Liga Profesionistă de Fotbal
- Abbreviation: LPF
- Formation: 22 January 1993; 33 years ago
- Type: Sport governing body
- Headquarters: Bucharest
- Location: Romania;
- Region served: Romania
- Official language: Romanian
- Secretary General: Justin Ștefan
- President: Gino Iorgulescu
- Vice President: Robert Pongracz
- Website: www.lpf.ro

= Liga Profesionistă de Fotbal =

Romanian football organization

The Liga Profesionistă de Fotbal (Professional Football League), also known by its acronym LPF, is a Romanian governing body that runs the Liga I, the top professional division of the Romanian football league system. Its current president is Gino Iorgulescu, elected in 2013 and re-elected in 2017.

==History==
The first football organizational system was Colegiul Divizionar A ("Divisional College A"), founded on 5 October 1970 and led by Mircea Angelescu. Until 1990, the "Divisional College A" was formal, but without notable decisions.
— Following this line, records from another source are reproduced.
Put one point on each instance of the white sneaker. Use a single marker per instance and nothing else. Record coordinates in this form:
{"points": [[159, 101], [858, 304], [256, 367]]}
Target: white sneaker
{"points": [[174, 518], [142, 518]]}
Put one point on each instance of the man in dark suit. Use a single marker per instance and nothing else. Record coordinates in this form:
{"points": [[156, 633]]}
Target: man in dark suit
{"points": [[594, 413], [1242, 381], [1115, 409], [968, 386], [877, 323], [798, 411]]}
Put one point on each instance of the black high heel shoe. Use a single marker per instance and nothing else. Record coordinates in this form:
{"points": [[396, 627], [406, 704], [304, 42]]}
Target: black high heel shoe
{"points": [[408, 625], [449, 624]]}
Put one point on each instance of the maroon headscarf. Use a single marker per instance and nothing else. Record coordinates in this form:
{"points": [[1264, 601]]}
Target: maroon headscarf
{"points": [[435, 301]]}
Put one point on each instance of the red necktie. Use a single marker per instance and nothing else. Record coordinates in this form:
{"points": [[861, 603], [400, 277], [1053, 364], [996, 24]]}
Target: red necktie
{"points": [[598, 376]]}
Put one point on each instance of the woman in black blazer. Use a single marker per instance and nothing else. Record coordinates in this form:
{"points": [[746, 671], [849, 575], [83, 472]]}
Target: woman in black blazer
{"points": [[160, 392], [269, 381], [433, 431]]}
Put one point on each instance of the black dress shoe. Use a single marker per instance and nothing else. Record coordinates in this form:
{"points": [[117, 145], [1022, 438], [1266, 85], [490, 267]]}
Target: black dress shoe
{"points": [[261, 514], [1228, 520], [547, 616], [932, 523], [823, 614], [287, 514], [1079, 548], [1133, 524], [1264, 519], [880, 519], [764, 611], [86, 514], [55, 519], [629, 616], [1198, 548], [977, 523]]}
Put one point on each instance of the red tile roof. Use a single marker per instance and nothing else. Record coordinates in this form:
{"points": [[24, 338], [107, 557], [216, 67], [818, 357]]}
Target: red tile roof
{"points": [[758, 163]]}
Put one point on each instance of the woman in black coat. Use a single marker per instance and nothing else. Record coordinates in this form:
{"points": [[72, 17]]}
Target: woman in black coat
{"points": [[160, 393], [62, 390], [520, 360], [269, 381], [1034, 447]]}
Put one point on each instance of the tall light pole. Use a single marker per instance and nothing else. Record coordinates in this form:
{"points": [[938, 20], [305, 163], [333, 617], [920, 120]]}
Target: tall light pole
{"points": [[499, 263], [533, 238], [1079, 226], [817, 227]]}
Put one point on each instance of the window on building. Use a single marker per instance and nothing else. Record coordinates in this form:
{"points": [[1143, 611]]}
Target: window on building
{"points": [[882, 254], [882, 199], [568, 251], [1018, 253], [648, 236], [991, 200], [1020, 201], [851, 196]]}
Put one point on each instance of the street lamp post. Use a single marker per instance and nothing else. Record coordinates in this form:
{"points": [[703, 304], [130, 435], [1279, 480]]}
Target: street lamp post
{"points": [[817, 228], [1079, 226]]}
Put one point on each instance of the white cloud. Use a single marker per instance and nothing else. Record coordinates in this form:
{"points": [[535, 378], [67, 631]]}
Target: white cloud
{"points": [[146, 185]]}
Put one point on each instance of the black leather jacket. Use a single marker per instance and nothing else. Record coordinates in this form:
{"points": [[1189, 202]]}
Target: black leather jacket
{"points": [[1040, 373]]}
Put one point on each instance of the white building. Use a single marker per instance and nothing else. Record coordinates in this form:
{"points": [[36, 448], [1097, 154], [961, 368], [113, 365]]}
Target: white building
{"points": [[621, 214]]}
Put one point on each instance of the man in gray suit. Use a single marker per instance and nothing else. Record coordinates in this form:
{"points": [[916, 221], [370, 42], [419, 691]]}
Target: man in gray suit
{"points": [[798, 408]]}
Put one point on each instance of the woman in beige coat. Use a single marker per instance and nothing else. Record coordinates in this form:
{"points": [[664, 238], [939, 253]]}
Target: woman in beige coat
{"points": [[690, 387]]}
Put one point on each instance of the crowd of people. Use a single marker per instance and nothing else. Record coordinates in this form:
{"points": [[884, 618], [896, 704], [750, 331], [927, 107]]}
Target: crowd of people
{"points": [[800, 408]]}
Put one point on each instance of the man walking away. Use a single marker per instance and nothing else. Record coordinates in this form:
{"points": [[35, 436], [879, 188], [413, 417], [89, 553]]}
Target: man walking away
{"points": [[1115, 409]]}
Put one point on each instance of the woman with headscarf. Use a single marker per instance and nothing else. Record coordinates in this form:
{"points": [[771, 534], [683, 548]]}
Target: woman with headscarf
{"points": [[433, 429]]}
During the 1990s many changes were implemented, reflected in the new names of the organization, "Divisional Team's League A", "National Football League", "Professional Club's League", etc. On 10 October 1992, the name of the organization was changed into "Professional Football A Division League", with Mircea Angelescu acting as president, Dumitru Dragomir as vice-president and Daniel Lăzărescu as general secretary.

On 22 January 1993, the name of the organization became "Professional Football League of Romania", and on 13 October 1993, the Liga II—then named Divizia B—club's members were included. On 30 September 1996, Dumitru Dragomir was elected president, a position held for twenty years. The headquarters has been located on 47 Mihai Eminescu Street since February 1997. In December 1997, it was decided that LPF would organize the national league starting with the 1997–98 season. In November 2013, Gino Iorgulescu replaced Dragomir as the president of the organization.